🤖 AI Summary
To address low resource efficiency, strong inter-model dependencies, and poor deployment flexibility in edge-device multimodal multi-task inference, this paper proposes S2M3—a novel architecture enabling functional-level modular decomposition and cross-task module sharing in multimodal models for the first time. It introduces a greedy module placement algorithm and a request-level parallel routing strategy to jointly optimize computational and memory allocation. The approach supports efficient, low-latency, privacy-preserving on-device inference. Experiments across 95 deployment instances achieve optimal performance in 89 cases; compared to cloud-based inference, it reduces peak memory usage by up to 62% and end-to-end inference latency by 56.9%, with no accuracy degradation. The core contributions are: (i) a module-level decoupling and sharing mechanism for multimodal models, and (ii) a dynamic scheduling paradigm explicitly designed for edge resource constraints.
📝 Abstract
With the advancement of Artificial Intelligence (AI) towards multiple modalities (language, vision, speech, etc.), multi-modal models have increasingly been used across various applications (e.g., visual question answering or image generation/captioning). Despite the success of AI as a service for multi-modal applications, it relies heavily on clouds, which are constrained by bandwidth, latency, privacy concerns, and unavailability under network or server failures. While on-device AI becomes popular, supporting multiple tasks on edge devices imposes significant resource challenges. To address this, we introduce S2M3, a split-and-share multi-modal architecture for multi-task inference on edge devices. Inspired by the general-purpose nature of multi-modal models, which are composed of multiple modules (encoder, decoder, classifier, etc.), we propose to split multi-modal models at functional-level modules; and then share common modules to reuse them across tasks, thereby reducing resource usage. To address cross-model dependency arising from module sharing, we propose a greedy module-level placement with per-request parallel routing by prioritizing compute-intensive modules.
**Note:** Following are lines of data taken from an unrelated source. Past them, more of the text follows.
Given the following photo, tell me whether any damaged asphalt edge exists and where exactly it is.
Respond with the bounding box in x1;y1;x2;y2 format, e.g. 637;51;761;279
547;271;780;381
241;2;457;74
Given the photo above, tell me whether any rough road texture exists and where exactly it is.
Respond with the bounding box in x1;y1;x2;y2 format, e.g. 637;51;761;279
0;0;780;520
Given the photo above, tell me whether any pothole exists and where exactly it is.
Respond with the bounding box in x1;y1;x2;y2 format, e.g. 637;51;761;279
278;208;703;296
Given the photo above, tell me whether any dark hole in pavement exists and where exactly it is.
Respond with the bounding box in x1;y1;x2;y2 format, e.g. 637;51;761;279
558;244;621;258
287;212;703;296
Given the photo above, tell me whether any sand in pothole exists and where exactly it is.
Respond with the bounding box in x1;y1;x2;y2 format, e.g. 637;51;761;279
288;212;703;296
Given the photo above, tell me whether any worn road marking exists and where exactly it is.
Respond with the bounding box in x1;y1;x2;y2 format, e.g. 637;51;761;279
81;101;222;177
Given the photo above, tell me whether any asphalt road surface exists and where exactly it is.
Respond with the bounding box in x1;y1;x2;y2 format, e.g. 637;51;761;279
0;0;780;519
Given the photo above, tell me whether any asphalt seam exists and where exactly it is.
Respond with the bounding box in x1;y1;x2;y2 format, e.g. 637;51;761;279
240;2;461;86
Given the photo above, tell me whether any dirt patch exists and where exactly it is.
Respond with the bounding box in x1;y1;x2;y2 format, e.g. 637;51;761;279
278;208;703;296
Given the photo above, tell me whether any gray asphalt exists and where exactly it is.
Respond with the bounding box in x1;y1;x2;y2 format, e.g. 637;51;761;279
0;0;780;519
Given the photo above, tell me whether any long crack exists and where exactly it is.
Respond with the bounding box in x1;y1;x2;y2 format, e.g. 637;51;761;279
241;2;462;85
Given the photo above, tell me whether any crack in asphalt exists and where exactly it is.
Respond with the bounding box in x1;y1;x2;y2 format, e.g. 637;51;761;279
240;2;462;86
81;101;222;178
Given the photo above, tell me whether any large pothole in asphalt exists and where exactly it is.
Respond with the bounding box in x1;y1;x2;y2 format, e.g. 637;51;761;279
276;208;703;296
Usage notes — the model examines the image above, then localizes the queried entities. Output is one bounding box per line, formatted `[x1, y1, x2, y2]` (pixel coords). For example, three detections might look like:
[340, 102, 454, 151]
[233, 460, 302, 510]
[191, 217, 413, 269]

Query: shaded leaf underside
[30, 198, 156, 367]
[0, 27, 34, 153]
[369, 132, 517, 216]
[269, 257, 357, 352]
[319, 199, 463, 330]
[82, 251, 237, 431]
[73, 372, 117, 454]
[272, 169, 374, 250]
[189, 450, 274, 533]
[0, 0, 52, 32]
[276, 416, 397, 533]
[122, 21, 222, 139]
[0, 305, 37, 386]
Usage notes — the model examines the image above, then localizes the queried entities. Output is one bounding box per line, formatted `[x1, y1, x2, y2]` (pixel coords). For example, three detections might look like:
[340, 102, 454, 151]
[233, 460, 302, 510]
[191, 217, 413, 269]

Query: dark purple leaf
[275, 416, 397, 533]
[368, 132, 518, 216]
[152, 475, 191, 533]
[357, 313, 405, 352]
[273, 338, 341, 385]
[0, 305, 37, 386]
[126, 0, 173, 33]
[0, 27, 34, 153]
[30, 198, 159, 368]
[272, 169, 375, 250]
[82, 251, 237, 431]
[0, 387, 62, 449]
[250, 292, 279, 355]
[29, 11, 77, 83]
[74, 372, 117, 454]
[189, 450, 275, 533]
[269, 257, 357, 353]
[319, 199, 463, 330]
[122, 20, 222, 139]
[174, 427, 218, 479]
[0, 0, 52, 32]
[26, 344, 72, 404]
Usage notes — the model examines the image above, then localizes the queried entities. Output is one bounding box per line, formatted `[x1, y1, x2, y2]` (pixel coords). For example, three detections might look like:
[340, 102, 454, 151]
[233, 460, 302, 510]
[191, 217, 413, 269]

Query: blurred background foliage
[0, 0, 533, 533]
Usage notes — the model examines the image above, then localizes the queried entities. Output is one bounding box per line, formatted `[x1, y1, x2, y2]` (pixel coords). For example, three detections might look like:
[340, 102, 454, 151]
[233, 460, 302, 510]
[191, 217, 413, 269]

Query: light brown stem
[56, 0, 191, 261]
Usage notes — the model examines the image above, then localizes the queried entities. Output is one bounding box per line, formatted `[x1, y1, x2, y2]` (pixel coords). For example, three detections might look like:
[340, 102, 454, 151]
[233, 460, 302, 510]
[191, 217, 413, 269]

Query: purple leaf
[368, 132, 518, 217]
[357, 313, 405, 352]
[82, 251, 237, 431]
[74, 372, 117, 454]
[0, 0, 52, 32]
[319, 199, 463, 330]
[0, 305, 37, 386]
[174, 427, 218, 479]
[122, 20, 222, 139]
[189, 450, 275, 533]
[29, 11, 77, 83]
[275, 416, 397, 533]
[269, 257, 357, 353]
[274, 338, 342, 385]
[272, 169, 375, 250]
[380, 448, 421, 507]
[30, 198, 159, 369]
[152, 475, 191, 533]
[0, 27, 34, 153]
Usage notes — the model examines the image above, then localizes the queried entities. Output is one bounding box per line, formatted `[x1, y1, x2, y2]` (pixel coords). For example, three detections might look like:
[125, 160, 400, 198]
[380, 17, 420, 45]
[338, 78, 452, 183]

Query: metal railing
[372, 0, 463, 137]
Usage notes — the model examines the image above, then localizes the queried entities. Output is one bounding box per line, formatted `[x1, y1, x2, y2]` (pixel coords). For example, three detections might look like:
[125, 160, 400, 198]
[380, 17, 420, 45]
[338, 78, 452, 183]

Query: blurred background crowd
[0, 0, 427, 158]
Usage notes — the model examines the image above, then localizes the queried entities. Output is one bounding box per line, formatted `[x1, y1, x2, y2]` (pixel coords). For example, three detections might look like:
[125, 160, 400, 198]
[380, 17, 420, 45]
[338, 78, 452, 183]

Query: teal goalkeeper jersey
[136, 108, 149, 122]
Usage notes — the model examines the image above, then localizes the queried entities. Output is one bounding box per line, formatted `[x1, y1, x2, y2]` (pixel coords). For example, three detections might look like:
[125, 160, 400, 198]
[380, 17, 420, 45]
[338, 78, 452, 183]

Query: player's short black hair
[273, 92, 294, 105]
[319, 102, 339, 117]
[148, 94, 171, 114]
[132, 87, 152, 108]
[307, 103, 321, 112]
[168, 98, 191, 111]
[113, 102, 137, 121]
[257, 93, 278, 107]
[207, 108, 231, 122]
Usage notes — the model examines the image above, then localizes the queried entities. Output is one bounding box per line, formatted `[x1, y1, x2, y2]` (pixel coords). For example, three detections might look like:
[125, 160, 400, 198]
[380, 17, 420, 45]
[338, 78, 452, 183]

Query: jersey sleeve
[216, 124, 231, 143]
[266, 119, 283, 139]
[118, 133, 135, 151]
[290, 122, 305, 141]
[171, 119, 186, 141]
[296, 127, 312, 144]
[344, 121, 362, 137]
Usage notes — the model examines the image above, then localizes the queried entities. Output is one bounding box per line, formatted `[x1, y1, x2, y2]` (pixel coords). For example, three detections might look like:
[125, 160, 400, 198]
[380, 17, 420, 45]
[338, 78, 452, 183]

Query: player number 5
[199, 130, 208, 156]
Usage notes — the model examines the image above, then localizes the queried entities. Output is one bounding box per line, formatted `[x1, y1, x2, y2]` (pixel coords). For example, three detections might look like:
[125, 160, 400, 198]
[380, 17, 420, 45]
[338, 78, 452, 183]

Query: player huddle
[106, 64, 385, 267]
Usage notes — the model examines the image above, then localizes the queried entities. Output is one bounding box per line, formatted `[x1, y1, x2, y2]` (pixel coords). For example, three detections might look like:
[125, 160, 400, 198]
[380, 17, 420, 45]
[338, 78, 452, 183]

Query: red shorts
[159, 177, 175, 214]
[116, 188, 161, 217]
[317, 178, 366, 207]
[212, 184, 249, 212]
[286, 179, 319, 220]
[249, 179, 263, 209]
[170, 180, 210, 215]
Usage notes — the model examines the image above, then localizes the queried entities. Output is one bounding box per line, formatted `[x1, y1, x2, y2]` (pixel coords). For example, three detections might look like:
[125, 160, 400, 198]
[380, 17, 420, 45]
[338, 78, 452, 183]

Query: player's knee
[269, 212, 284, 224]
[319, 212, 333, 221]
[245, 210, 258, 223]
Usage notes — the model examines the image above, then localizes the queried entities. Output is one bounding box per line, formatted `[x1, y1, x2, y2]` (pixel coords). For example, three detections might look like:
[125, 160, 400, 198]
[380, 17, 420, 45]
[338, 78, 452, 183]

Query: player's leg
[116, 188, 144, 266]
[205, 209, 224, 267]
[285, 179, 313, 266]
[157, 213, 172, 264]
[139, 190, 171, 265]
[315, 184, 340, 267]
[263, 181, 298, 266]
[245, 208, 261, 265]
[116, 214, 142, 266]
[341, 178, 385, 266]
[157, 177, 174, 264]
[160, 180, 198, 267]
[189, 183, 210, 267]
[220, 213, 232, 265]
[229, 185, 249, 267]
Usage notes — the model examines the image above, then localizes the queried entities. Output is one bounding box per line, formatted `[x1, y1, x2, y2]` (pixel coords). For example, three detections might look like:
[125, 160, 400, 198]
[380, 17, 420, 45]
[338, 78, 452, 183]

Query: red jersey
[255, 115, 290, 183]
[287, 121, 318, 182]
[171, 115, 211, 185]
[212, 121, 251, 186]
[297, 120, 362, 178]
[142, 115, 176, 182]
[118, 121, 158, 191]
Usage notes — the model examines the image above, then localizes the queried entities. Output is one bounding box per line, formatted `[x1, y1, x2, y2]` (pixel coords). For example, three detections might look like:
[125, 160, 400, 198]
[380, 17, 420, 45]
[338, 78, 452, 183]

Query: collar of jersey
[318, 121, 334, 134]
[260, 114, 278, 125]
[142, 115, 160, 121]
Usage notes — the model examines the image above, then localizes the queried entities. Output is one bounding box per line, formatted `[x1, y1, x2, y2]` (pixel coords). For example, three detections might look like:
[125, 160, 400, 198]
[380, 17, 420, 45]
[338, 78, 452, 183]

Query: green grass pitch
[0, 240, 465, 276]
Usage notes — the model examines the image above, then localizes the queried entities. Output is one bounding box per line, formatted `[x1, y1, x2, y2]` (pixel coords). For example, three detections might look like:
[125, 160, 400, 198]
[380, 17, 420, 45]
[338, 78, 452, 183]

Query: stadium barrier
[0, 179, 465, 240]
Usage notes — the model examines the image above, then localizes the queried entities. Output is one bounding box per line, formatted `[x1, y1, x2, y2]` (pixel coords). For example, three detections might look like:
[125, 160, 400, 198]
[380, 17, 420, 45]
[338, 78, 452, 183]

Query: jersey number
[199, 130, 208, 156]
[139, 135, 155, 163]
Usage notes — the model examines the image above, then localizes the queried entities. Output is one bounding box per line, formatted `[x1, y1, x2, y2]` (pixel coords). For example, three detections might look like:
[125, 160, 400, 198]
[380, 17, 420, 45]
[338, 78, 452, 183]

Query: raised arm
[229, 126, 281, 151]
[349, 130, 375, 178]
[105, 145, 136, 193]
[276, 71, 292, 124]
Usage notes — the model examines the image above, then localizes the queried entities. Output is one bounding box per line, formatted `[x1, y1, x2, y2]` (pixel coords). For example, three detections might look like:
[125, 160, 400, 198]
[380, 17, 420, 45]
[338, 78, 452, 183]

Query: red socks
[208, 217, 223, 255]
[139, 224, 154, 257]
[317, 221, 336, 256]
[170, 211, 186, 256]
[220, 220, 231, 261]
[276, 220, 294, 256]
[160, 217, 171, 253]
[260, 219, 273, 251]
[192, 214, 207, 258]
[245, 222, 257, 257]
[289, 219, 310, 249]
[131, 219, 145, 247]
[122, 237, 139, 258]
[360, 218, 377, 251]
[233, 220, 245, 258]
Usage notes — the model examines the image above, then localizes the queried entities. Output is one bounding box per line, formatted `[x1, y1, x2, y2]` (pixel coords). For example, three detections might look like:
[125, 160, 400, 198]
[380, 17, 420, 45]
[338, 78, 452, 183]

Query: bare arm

Through experiments on a testbed consisting of 14 multi-modal models across 5 tasks and 10 benchmarks, we demonstrate that S2M3 can reduce memory usage by up to 50% and 62% in single-task and multi-task settings, respectively, without sacrificing accuracy. Furthermore, S2M3 achieves optimal placement in 89 out of 95 instances (93.7%) while reducing inference latency by up to 56.9% on resource-constrained devices, compared to cloud AI.